P2P Insurance models in blockchain

There is a shift going on in the financial sector. The FinTech industry has witnessed a sharp rise where investments went up eightfold in the approximately 5 years and touched the $20B benchmark and consequently inflicting the traditional companies.The most interesting development in the FinTech industry is, undoubtedly,Blockchain.

Numerous excerpts exemplify that impact of Blockchain on the banking industry, especially payments services and security and commodity trading.

In the insurance industry it can be called Internet of Things, big data and crowdfunding that are widely described.Perhaps this is the reason that the impact of blockchain on the insurance industry hasn’t been a strong point of focus for new innovators especially. Though papers, like the Ethereum white paper and “Chain of a lifetime” put up a variety of detailed examples of new products that could be developed using blockchain technology, but these focus less on new possible business models.
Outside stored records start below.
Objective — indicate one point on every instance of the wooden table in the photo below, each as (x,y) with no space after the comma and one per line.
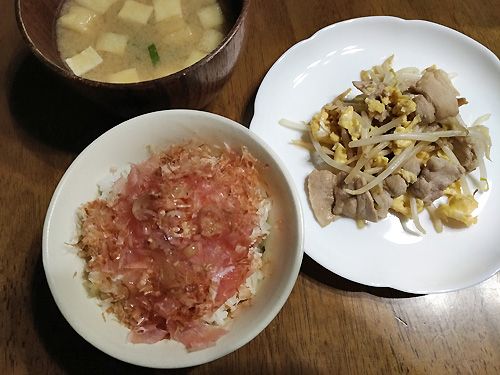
(329,324)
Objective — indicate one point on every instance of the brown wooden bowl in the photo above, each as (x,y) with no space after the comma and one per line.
(193,87)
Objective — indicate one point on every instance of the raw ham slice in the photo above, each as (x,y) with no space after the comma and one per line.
(176,241)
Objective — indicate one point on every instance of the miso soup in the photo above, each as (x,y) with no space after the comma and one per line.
(124,41)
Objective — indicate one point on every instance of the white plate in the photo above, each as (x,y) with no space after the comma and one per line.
(312,73)
(128,143)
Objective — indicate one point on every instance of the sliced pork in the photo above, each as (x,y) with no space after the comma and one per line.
(464,151)
(320,186)
(395,185)
(437,175)
(436,87)
(425,109)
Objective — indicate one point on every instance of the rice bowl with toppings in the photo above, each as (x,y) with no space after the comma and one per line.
(129,144)
(175,247)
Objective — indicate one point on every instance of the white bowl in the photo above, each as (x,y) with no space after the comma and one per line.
(127,143)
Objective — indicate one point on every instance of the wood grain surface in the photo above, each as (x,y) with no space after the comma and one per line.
(328,326)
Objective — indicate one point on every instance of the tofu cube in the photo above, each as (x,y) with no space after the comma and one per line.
(124,76)
(98,6)
(182,36)
(134,11)
(170,25)
(78,19)
(166,9)
(211,16)
(194,57)
(84,61)
(210,40)
(111,42)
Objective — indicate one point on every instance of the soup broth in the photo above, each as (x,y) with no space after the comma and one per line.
(123,41)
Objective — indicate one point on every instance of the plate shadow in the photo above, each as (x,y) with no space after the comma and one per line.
(318,273)
(70,351)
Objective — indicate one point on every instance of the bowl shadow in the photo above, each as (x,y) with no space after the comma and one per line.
(314,271)
(65,347)
(49,110)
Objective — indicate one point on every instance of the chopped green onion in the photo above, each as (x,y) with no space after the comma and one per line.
(153,54)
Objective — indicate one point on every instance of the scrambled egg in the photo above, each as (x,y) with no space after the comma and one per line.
(454,189)
(401,205)
(350,121)
(424,156)
(380,161)
(374,106)
(458,210)
(401,144)
(408,176)
(340,154)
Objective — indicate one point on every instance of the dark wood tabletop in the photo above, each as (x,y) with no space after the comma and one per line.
(329,324)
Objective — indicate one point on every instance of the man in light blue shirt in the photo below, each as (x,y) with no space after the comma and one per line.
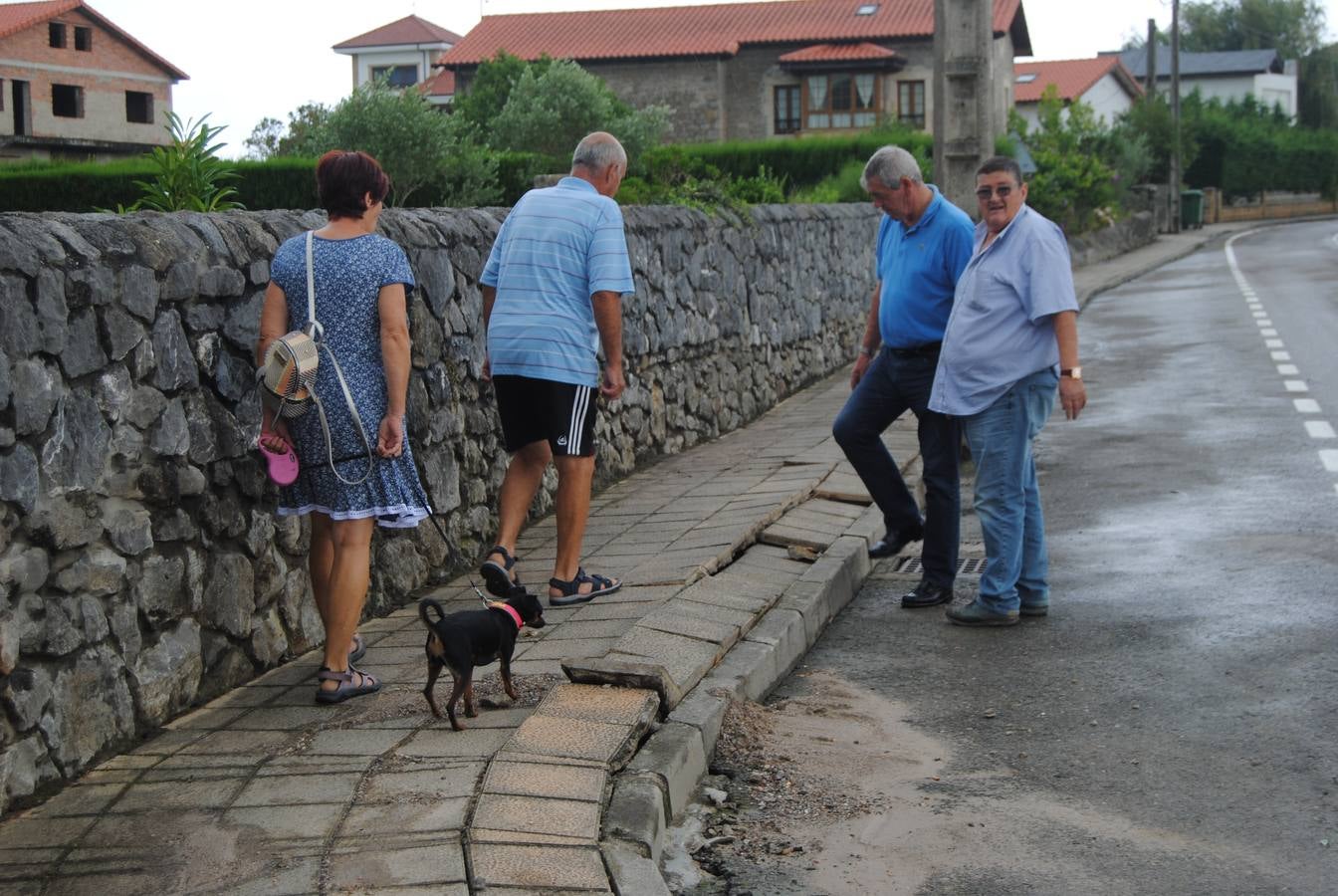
(552,297)
(924,244)
(1010,341)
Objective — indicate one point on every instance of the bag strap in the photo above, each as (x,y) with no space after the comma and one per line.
(318,334)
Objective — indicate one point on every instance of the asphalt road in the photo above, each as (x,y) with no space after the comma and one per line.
(1173,727)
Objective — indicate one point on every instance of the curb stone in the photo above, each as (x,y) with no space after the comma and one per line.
(676,756)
A report from the Dutch National Bank of March 2016 has put forward sustainable future business models within the insurance branch on deep red. Although it seems that the sense of high urgency of new business models is not always present within the traditional insurance companies. They focus majorly on incremental change of the current model instead of disruptive change or even green field set up of a new model.

Benefits to gain

The question that pops-up here is:

“What could be a new model and how could this model be executed?”

And guess what!? We got an answer to this one! A detailed answer!

Blockchain, especially smart contracts, can act as a terrific backbone for a true P2P (peer-2-peer) or crowdfunded insurance model.

In the new business model, the focus of the insurers would divert from asset management to matching supply and demand and to risk calculation research. The insurer would, thus, provide a platform, similar to a marketplace, where customers can post their insurance demand, which could vary from a standardized product to a relatively customized demand.

The insurer then would use its “risk intelligence” and risk models, based on their historical data, to perform a premium calculation to post the expected return, keeping their margin in mind, of course.

After analyzing this premium calculation, the interested investors may either bid or subscribe to the demanded insurance. This can be executed by a group through crowdfunding, or by individuals in a P2P way. These ways depend on the kind of insurance request, the available resources of the investor and his or her risk appetite.

Well! Readers might think that this model resembles the one Lloyd’s have already proposed in the insurance market or the ones companies like Funding Circle have set up in the P2P lending market.

But wait! Here is where blockchain will play a vital role.

Yet the administration is being done in a decentralized ledger, one could still guarantee the payment from the investor to the customer,with the use of smart contracts, in case the event for which the customer posted their insurance demand happens. The smart contract is thus analogous to traditional guarantee, but does not need a bank.

By doing this in a blockchain, the administration and execution processes become relatively less complicated, almost fully automated, completely transparent and cost effective as compare to a traditional set up. Additionally, the investors have an idea of their maximum exposure as the amount defined in the smart contract.

The insurer can also play the role of assessor of the damage to check upon the validity of the insurance claim. On the other hand, this facility can be easily outsourced to a third party and by connecting the blockchain to other ledgers. This validation can then be checked automatically.

In this model, the use of smart contracts in the insurance market is not restricted to the example of P2P types of insurance, but could be put to practice for all kinds of insurance. Especially, if one will be able to aggregate the amounts from all the interested individual investors who are willing to invest in the crowdfunding model. This will help to minimize the impact per investor in case of a major event happening.

Dividing essential tasks

This new business model offers a bouquet of benefits to all parties involved- the insurers, the investors and of course the customers.

The capital required to insure the customers remains at the discretion of investors, so the insurer, in turn, can operate with minimal levels of capital or even become completely capital-free.

With regards to regulatory licenses, similar models in the P2P lending business don’t need a license at all. As for the development of the platform, this could (and should) be outsourced to a third party on a pay-per-use basis, making the company even more “capital agile”.

This could result into a very lean, agile and cost-efficient organization.

Looking at the investors’ side, this throws light on a new opportunity for investments in leaner organizations, and consequently, the potential for higher returns. Private investors with limited resources to spare could also join the market, and there will be clear insight into the maximum financial risk exposure for investors.

Finally, for the customers, due to competition among and multiple investors bidding and subscribing, the insurance can be cheaper.

This model could give the customer the possibility to post demand for very specific insurances as per convenience, and the payment of the insurance can be guaranteed due to the smart contracts.

Potential roadblocks

Problems in new propositions are obvious; the most urgent would be whether regulators allow the market to operate with these new efficiency.

Insurers also need to critically pressurize the investor side in order to spread risk in case of larger payments to customers, and flexibility would be needed on the demand side in the case of very specific insurances.

In accordance with the risk calculation, due to the nature of very specific insurances, an insurer would need to have the capability to design a risk-return calculation that attracts both customer and investor.

Customers play a pivotal role as well, as they would to invest their trust in a system in which there is no third party with capital reserves.

In nutshell, this business model could be very interesting, and could bring multiple benefits, creating a true P2P, crowdfunded insurer.